GreenIT-Analysis-cli

This tool is based on the GreenIT-Analysis Chrome extension (https://github.com/cnumr/GreenIT-Analysis).

Summary

Principle of the tool

This tool simulates running the extension on specified pages opened in Chromium through Puppeteer to retrieve the results.

The cache system is deactivated to make the analysis of a page more reliable.

Depending on the pages to be analyzed, it may be necessary to set up a condition to wait for the page to finish loading (see the paragraph Construction of the input file of analysis).

To start

To use the tool, you must first check the prerequisites and complete the installation steps.

Two different ways to use it :

  • Either through a manual installation of Node.js
  • Either through Docker

Node.js

Prerequisites

  • Node.js

Installation

  1. Get the source code:
git clone https://github.com/cnumr/GreenIT-Analysis-cli.git
  1. Position yourself in the GreenIT-Analysis-cli directory :
cd GreenIT-Analysis-cli
  1. Install NPM packages :
npm install
  1. Create the symbolic link to facilitate the use of the tool :
npm link

Docker

Prerequisites

  • Docker

Installation

  1. Create the /<path>/input folder which will allow you to make the <url_input_file> file available to the container :
mkdir -p /<path>/input
  1. Allow all users to read in the /<path>/input folder :
chmod 755 /<path>/input
  1. Create the /<path>/output folder which will allow you to retrieve the reports generated by the container :
mkdir -p /<path>/output
  1. Allow all users to write to the /<path>/output folder :
chmod 777 /<path>/output
  1. Get the source code :
git clone https://github.com/cnumr/GreenIT-Analysis-cli.git
  1. Position yourself in the GreenIT-Analysis-cli directory :
cd GreenIT-Analysis-cli
  1. Build the Docker image :
docker build -t greenit-analysis-cli .

⚠️ If you are on MacOS, you must run the command with the option --platform=linux/amd64 :

docker build --platform=linux/amd64 -t greenit-analysis-cli .

Configure a proxy

If you need to configure a proxy, you must:

  1. Edit the Dockerfile
# Uncomment if you need to configure the proxy.
# You can init these variables by using --build-arg during the docker build
# Example : docker build [...] --build-arg http_proxy=http://<user>:<password>@<host>:<port>
ENV HTTP_PROXY=$http_proxy
ENV HTTPS_PROXY=$https_proxy
ENV NO_PROXY=$no_proxy

[...]

# Uncomment if you need to configure the proxy.
#RUN npm config set proxy $HTTP_PROXY
  1. Build the image by passing proxy information as parameters

Example :

docker build -t greenit-analysis-cli \
  --build-arg http_proxy=http://<user>:<password>@<host>:<port> \
  --build-arg https_proxy=https://<user>:<password>@<host>:<port> \
  --build-arg no_proxy=<no_proxy> \
  .

Usage

Analysis

Construction of the input file

Construct the file <url_input_file> which lists the URLs to analyze.

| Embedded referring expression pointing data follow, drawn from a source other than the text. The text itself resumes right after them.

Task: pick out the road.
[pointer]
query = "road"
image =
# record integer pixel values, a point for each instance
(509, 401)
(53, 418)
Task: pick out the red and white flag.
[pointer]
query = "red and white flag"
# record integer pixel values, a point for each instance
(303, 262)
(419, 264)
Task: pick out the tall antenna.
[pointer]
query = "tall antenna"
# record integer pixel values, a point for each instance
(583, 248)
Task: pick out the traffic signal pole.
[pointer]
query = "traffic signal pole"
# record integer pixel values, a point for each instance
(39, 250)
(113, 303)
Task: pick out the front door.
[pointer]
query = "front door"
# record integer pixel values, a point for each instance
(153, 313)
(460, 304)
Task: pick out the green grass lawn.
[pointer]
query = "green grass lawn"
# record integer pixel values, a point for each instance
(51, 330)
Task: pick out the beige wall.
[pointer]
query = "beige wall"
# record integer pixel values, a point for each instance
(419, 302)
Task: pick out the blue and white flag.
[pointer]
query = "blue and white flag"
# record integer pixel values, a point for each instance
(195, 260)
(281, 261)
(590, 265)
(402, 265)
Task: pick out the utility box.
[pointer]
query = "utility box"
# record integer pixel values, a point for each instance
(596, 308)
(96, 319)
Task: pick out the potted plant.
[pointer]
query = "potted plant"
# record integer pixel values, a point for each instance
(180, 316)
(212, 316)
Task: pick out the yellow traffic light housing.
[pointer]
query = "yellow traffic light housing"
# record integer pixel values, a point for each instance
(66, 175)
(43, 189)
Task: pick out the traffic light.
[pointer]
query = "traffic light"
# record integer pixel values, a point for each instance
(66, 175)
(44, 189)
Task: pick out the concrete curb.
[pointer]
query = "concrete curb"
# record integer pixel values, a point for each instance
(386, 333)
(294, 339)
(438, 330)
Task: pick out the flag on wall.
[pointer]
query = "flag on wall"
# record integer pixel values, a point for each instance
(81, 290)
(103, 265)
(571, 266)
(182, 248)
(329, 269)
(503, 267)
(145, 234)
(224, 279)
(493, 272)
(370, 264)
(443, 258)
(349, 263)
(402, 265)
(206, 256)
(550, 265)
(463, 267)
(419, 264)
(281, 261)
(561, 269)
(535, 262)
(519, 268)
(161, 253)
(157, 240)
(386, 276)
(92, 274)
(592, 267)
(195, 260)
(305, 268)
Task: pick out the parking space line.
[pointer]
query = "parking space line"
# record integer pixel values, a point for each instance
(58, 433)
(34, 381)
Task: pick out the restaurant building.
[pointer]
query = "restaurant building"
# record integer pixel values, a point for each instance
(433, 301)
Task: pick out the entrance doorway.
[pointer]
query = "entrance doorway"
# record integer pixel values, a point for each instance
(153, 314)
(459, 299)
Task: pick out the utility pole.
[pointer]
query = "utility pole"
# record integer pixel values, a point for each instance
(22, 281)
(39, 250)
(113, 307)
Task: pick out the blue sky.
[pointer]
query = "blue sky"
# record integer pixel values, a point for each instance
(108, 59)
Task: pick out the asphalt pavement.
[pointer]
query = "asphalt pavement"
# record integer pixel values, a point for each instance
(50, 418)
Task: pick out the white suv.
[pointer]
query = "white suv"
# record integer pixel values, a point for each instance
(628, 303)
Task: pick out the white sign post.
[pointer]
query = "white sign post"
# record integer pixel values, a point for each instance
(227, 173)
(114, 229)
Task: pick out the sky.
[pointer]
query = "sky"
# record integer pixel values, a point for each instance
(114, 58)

The file is in YAML format.

Sa structure est la suivante :

Parameter Type Mandatory Description
url string Yes URL of the page to analyze
name string No Name of the page to analyze displayed in the report
waitForSelector string No Waits for the HTML element defined by the CSS selector to be visible
waitForXPath string No Waits for the HTML element defined by the CSS selector to be visible
waitForNavigation string No Waits for the page to finish loading. 4 possible values: load, domcontentloaded, networkidle0, networkidle2
waitForTimeout int No Wait X ms, X being equal to the value of the parameter
screenshot string No Takes a screenshot of the page to analyze. The value to enter is the name of the screenshot. The screenshot is taken even if the page loads in error.
actions list No Perform a series of actions before analyzing the page

Waiting conditions

The waitForNavigation parameter uses Puppeteer features to detect the end of loading a page without using a CSS selector or an XPath :

  • load : considers navigation to be complete when the load event is triggered.
  • domcontentloaded : considers navigation to be complete when the DOMContentLoaded event is triggered.
  • networkidle0 : considers browsing to be complete when there are no more than 0 network connections for at least 500 ms.
  • networkidle2 : considers browsing to be complete when there are no more than 2 network connections for at least 500 ms.

More details here: https://github.com/puppeteer/puppeteer/blob/main/docs/api/index.md

By default, if none of the waitFor type parameters are defined, then the tool considers that navigation is complete when the load event is triggered.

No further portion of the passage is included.